Most of the horses who come here for rehab have a lameness which blocks to this area and on MRI have tendon and ligament damage within the hoof capsule. Externally these horses have weak frogs, under-run heels, collapsed digital cushions and unbalanced feet and as a result they typically land toe first rather than heel first on a flat, hard surface.
Step forward Alfie, who had most of these issues although his feet had already started improving in the few weeks he was out of shoes before he came to Rockley. Nevertheless, they weren't attractive feet as you can see from his original photos.
Rehab of feet like these has to start at the back of the foot because this where the injuries have occurred and its the source of pain for the horse. Improve the health of the back of the foot and the horse can start move more comfortably, allowing injured tissue to heal and strengthening a previously weak foot.
Alfie's foot today looks a lot different. This is due to a combination of factors but essentially a healthier frog has allowed him to rebuild the back of his foot resulting in a better landing, longer stride and improved soundness.
One of the biggest problems with improving frog health occurs when you have (as Alfie did) a deep central sulcus split in his frog (sometimes known as a sheared heel). You can just about see the line in this photo as it extends from his frog and divides his digital cushion.
Splits like this are painful and can be enough to stop a horse landing heel first. They are also a source of infection and are very, very persistent.
Generally a combination of a topical treatment (at the moment I favour manuka honey) and a better landing improve splits sufficiently for the horse to change to a heel first landing but I have known horses where the damage to the digital cushion was so deep-rooted that they never fully healed.
These photos show the progression fairly clearly - when he arrived Alfie had a thick pad of frog which quickly shed as he started doing more mileage on his bare feet.
A few weeks in the frog is rebuilding and his heels are also becoming less contracted.
Today he has the outline of a much stronger frog which still has some development to go. You can also see from these shots the much greater depth at the back of his foot (indicated by the deeper collateral grooves either side of the frog) which are a clear sign of a foot becoming stronger.
This foot also had a central sulcus split which, with hindsight, is visible on day 1 but which was concealed by the thick pad of frog which overlay it when he arrived.
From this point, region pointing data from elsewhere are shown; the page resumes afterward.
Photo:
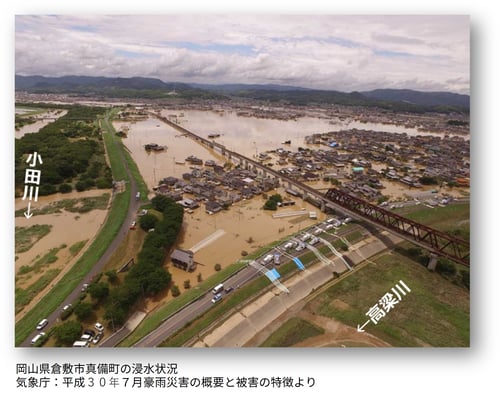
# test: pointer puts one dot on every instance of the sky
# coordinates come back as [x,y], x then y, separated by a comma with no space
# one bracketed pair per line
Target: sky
[344,53]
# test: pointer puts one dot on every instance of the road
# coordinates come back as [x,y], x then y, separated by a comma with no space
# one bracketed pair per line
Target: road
[193,310]
[196,308]
[99,265]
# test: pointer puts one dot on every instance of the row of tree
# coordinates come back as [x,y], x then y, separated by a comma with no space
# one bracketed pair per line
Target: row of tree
[72,153]
[148,276]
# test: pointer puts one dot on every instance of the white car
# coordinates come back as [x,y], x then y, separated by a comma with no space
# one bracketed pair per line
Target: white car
[216,298]
[42,324]
[99,327]
[37,338]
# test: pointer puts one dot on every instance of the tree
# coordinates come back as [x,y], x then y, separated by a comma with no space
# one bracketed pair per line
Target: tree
[465,274]
[157,281]
[83,310]
[67,333]
[272,202]
[112,276]
[147,222]
[161,202]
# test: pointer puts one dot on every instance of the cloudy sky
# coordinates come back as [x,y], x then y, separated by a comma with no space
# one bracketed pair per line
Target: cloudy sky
[345,53]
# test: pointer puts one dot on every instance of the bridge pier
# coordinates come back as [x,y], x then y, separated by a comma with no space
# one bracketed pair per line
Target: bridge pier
[432,262]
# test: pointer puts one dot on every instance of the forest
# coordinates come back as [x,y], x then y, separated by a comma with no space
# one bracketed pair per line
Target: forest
[72,154]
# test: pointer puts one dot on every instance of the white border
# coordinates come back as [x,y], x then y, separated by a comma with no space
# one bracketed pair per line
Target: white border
[373,372]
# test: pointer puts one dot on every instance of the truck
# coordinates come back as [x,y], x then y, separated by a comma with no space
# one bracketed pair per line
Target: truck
[217,289]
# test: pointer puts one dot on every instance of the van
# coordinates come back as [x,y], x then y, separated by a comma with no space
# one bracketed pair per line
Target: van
[37,338]
[267,259]
[42,323]
[217,289]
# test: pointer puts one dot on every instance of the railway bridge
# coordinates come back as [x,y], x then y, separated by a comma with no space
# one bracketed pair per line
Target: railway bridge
[435,241]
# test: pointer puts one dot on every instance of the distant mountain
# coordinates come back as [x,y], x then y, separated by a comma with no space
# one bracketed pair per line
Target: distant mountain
[235,88]
[419,97]
[138,87]
[151,88]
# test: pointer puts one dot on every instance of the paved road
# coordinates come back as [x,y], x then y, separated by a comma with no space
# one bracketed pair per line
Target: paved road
[194,309]
[191,311]
[97,268]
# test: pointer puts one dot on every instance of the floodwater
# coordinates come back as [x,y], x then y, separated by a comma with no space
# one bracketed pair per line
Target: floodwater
[245,226]
[155,166]
[67,228]
[244,220]
[251,135]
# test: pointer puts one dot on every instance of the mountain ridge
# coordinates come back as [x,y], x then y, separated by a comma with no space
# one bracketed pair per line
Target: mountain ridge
[394,99]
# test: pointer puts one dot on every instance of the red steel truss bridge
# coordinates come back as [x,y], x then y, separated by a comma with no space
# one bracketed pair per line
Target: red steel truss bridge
[437,242]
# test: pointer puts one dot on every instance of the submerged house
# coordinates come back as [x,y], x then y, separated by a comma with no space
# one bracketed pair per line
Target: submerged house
[183,259]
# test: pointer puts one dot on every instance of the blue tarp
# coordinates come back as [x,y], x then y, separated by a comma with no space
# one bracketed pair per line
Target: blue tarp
[299,264]
[273,274]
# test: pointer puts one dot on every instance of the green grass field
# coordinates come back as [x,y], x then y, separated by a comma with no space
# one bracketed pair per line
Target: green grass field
[68,283]
[434,313]
[293,331]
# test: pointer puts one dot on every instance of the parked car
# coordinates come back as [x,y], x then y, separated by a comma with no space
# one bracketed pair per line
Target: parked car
[216,298]
[99,327]
[37,338]
[42,324]
[89,332]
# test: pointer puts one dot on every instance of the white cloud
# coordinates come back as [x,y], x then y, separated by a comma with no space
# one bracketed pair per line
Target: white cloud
[329,52]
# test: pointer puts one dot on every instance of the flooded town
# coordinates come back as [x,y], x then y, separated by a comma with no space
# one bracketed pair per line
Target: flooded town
[380,161]
[200,181]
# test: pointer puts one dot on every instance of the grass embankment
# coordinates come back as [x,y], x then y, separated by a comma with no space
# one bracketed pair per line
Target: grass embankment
[450,217]
[293,331]
[243,294]
[434,313]
[132,166]
[68,283]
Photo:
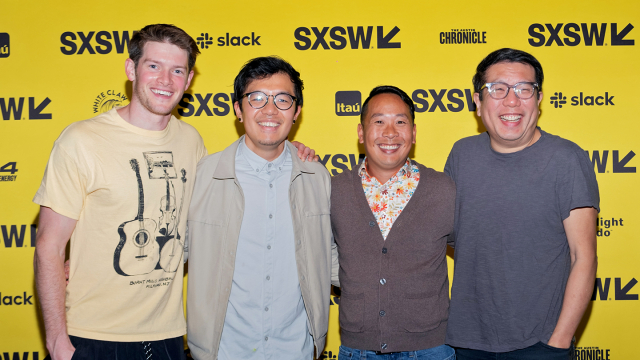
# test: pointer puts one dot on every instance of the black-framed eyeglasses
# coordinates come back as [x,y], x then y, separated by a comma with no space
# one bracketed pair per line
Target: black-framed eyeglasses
[258,100]
[523,90]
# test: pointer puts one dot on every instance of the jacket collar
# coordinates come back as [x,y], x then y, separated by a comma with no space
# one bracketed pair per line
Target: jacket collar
[226,168]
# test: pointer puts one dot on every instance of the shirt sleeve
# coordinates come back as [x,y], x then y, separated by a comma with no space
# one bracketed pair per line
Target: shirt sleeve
[63,186]
[577,185]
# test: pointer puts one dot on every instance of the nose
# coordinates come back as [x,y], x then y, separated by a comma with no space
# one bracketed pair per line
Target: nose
[511,100]
[389,131]
[270,108]
[165,78]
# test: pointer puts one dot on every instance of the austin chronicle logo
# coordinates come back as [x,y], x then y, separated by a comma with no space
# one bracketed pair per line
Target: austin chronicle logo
[558,100]
[107,100]
[348,103]
[5,50]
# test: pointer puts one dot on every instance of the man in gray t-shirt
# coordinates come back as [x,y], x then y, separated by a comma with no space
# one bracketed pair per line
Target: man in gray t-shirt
[526,207]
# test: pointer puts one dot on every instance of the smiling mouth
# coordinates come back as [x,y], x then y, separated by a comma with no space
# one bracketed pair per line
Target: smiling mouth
[511,118]
[268,124]
[161,92]
[389,147]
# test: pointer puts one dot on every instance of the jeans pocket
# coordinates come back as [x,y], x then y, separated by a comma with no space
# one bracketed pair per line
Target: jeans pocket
[344,353]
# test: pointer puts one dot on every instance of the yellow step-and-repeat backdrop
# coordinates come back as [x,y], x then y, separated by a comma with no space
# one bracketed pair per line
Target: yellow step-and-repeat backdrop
[63,61]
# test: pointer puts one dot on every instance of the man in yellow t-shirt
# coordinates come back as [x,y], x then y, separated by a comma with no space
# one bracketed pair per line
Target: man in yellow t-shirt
[119,186]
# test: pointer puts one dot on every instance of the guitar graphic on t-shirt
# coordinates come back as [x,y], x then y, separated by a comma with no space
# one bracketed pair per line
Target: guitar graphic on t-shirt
[137,252]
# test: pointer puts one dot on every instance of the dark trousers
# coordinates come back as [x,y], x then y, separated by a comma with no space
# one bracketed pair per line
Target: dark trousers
[89,349]
[539,351]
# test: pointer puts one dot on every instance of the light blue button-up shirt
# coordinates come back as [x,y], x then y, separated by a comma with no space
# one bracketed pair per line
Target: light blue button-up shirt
[266,317]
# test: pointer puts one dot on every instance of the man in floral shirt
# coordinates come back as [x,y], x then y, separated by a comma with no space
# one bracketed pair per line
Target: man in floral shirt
[391,218]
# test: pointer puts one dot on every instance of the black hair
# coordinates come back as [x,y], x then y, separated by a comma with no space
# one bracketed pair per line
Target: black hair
[388,89]
[506,55]
[262,68]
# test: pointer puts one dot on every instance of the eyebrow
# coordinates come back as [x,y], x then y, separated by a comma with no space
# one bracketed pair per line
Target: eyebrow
[381,114]
[162,62]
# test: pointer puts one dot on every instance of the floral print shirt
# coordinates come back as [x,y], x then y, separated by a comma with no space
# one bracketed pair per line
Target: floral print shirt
[389,199]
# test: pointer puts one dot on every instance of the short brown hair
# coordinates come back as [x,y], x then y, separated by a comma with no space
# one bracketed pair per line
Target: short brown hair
[163,33]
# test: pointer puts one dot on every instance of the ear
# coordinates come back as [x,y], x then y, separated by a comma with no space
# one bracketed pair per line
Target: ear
[130,69]
[189,80]
[414,133]
[476,100]
[360,134]
[295,116]
[236,107]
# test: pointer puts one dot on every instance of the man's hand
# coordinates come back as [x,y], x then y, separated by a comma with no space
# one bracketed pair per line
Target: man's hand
[581,235]
[62,349]
[305,153]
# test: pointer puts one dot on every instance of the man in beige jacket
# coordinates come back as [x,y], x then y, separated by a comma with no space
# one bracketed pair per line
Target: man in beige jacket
[261,255]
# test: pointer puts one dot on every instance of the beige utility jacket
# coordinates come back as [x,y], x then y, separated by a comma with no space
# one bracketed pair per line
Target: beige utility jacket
[214,220]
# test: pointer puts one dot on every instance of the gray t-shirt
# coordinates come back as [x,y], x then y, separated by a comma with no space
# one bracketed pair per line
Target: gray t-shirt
[511,252]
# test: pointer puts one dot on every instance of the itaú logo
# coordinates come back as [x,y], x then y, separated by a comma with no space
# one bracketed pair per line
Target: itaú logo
[348,103]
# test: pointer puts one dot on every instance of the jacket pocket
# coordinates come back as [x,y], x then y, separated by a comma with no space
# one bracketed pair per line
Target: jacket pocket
[422,312]
[352,311]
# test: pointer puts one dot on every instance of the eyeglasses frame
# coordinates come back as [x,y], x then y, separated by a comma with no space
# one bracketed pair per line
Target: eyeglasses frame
[295,99]
[509,87]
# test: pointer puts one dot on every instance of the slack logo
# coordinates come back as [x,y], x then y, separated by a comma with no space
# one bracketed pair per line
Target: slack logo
[5,49]
[348,103]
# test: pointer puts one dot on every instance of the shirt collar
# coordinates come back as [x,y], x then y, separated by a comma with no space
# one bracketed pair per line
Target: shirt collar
[257,163]
[405,170]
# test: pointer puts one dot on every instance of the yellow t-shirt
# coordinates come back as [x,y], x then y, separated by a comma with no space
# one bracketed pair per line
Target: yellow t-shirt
[129,188]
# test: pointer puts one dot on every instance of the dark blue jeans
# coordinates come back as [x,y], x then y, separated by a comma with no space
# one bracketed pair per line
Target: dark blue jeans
[539,351]
[442,352]
[89,349]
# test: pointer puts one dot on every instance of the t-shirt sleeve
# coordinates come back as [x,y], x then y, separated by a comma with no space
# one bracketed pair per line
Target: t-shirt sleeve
[577,185]
[449,166]
[63,187]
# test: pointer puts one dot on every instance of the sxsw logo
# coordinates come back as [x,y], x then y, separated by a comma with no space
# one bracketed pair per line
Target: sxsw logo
[599,160]
[14,106]
[576,34]
[343,162]
[12,235]
[558,100]
[5,48]
[601,289]
[444,100]
[348,103]
[221,102]
[102,42]
[25,356]
[357,37]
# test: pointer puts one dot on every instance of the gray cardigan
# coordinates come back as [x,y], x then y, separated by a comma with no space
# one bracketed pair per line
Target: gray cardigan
[395,293]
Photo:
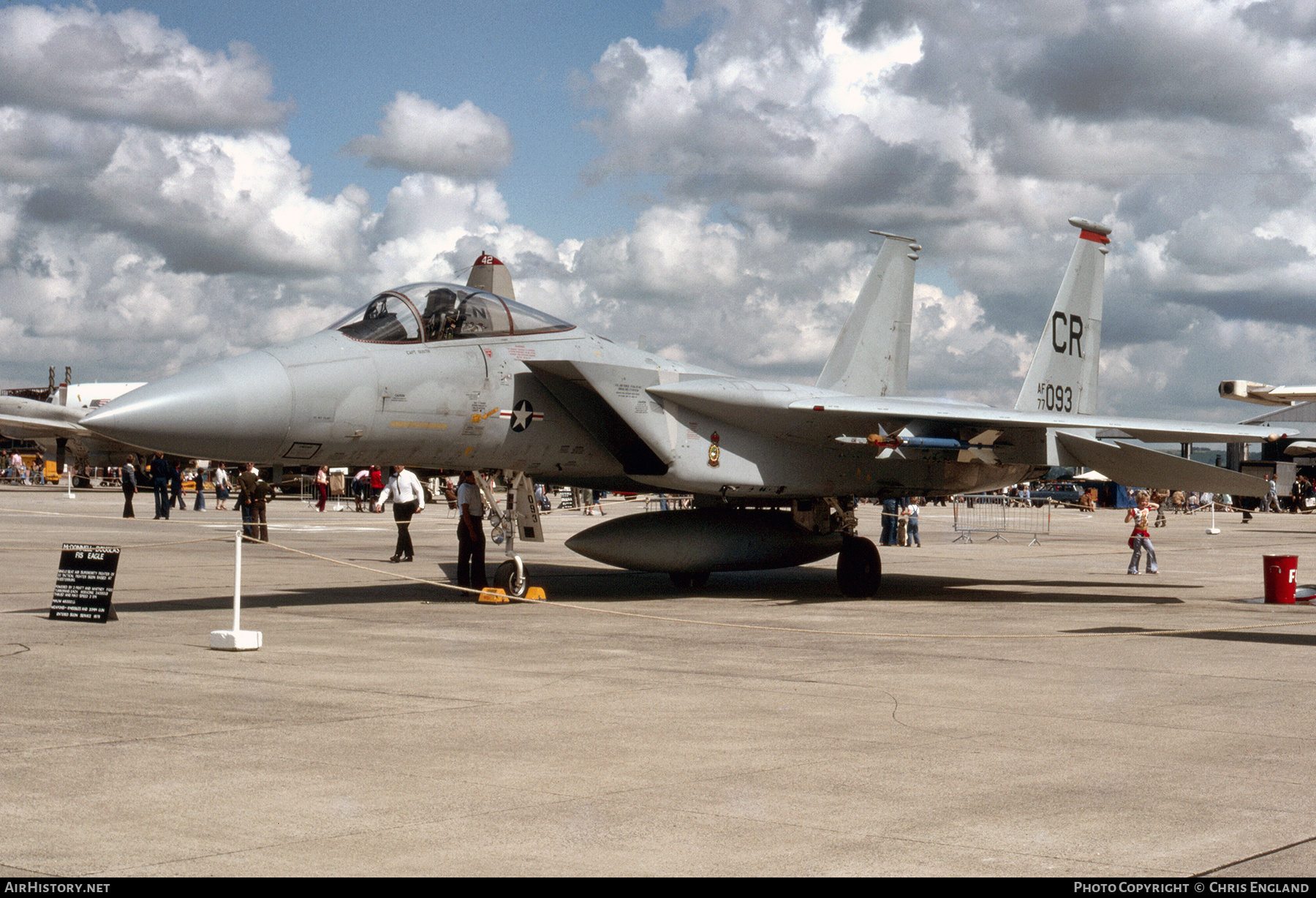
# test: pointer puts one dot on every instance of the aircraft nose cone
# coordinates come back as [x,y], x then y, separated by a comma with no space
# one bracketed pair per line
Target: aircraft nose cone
[236,410]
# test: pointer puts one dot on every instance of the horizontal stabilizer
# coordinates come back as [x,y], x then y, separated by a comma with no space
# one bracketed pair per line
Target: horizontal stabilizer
[1132,465]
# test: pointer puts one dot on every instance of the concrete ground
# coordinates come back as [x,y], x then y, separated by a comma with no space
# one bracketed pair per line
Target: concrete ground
[995,713]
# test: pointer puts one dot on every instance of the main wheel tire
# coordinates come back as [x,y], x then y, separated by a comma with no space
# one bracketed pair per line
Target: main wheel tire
[858,570]
[506,580]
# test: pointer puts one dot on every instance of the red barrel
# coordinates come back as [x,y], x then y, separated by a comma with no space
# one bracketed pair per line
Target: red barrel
[1281,574]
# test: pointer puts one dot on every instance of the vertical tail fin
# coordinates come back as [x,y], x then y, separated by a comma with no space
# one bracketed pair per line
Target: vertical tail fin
[493,276]
[871,353]
[1062,377]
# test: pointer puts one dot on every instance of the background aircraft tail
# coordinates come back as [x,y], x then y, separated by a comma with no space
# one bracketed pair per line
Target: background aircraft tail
[1062,377]
[871,355]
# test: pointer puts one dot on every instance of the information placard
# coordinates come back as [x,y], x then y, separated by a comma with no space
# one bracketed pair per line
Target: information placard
[85,584]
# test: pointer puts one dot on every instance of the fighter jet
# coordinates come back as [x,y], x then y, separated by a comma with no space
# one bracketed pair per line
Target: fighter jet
[444,376]
[1263,394]
[56,424]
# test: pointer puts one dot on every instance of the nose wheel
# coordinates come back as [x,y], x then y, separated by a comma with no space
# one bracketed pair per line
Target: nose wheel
[511,578]
[858,569]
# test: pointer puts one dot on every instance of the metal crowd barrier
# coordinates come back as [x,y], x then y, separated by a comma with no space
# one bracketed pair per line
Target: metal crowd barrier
[999,515]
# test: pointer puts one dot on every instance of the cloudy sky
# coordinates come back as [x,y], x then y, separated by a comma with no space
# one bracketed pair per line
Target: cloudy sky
[186,181]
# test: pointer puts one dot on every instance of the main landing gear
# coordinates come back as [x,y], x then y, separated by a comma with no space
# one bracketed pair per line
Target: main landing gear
[858,567]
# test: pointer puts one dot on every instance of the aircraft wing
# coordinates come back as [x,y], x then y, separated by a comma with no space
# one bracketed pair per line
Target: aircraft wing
[783,411]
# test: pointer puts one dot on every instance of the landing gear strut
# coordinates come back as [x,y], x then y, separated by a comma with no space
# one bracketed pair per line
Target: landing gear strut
[686,581]
[519,519]
[858,569]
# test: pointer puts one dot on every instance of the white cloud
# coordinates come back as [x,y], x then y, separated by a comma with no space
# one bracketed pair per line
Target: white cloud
[417,136]
[125,67]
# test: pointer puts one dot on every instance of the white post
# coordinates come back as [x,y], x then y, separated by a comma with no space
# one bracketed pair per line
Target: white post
[237,581]
[236,639]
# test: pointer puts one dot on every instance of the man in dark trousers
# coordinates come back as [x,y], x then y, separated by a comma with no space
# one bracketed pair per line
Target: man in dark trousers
[161,475]
[246,482]
[470,534]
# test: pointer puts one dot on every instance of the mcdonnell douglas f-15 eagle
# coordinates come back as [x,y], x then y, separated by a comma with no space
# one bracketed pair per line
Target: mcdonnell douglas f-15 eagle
[447,376]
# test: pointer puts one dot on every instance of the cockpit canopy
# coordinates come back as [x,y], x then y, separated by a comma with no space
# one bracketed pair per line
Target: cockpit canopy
[428,312]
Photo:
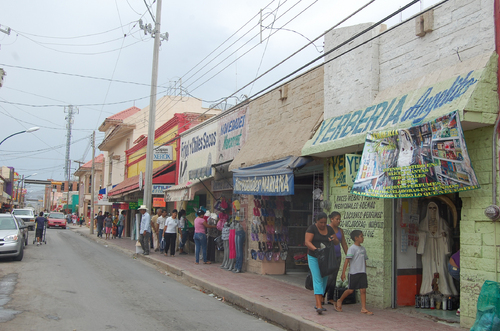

Now we are getting on top of it but we are lagging a little behind with this foot, although not for much longer I hope!
Its always interesting looking at feet from this angle because the changes in wall height and digital cushion depth are much more obvious this way. Compare the distances from hairline to hoof wall, for example, and then the distance from the top of the hoof wall to ground level, bearing in mind that this foot is only about halfway through growing a stronger hoof capsule and there will be an equal amount of improvement still to come.